SAN FRANCISCO – Andre Iguodala’s Warriors legacy didn’t start with him winning 2015 NBA Finals MVP. It didn’t start with his first Warriors championship, nor his second, third and fourth.

It began with a hug, a tweet, putting pen to paper and forever shifting the course of a franchise.

July 4, 2016, is a date that always is connected to the Warriors’ dynasty as the day Kevin Durant announced to the world that his next chapter would be in a Golden State jersey. But don’t forget July 5, 2013. That’s the day Iguodala and the Warriors agreed to a four-year contract, two months after he and the Denver Nuggets were upset by a young, scrappy, up-and-coming Golden State squad.

Once the contract details were set in stone, Iguodala reached out to one Warrior over Twitter, now known as X.

Iguodala scored a game-high 24 points against the Warriors in Game 6 of the first round of the 2013 NBA playoffs, losing 92-88 and getting knocked out much earlier than expected. Instead of moping and walking off the court at Oracle Arena, Iguodala immediately found Curry. The two embraced for a hug that should be cemented in NBA history.

A message was sent: Iguodala saw the vision before anybody else.

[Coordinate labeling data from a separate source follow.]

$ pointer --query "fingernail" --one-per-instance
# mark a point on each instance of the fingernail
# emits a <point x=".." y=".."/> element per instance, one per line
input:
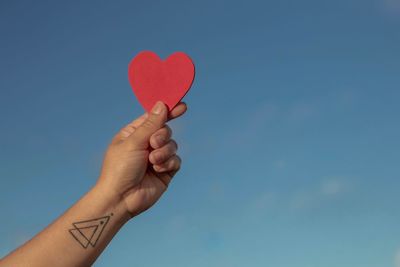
<point x="157" y="108"/>
<point x="160" y="140"/>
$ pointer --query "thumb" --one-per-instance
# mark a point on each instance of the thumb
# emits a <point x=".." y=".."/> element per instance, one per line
<point x="154" y="121"/>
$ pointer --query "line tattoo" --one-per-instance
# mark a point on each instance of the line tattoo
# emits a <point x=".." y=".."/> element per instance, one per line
<point x="88" y="232"/>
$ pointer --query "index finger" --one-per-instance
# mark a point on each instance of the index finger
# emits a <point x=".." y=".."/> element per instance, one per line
<point x="177" y="111"/>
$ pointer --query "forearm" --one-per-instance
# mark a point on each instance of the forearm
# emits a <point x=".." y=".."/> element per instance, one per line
<point x="77" y="237"/>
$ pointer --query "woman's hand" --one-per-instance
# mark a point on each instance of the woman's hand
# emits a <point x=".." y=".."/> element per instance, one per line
<point x="141" y="160"/>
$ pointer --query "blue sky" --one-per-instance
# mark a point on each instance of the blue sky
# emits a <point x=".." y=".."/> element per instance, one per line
<point x="290" y="146"/>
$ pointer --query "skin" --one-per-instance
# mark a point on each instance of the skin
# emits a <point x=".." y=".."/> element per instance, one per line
<point x="137" y="169"/>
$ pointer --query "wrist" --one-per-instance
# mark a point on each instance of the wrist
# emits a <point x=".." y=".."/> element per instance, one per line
<point x="113" y="202"/>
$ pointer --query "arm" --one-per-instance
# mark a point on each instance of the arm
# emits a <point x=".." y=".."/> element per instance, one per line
<point x="138" y="166"/>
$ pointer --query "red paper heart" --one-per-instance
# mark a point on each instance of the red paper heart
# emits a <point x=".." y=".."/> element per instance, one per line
<point x="153" y="79"/>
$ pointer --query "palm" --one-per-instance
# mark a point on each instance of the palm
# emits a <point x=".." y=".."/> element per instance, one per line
<point x="147" y="189"/>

“Well, I played with him in 2010,” Iguodala said Sunday during his pregame press conference hours ahead of having his No. 9 Warriors jersey retired and hung in the Chase Center rafters. “It was tough for him to just get on the court in the world championships. Just because he was small-framed, he was young and they were kind of grooming him into the potential part of it.

“We knew he was good. He could shoot it. There’s no potential in shooting, so he’s had that.”

Curry and Iguodala, three years before becoming Warriors teammates, were on Team USA together in the 2010 FIBA World Championship. Though they won gold, Curry averaged only 10.6 minutes and 4.6 points per game. Even as someone low on the totem pole, Curry had a player to look up to in Iguodala during their first time together on the same side.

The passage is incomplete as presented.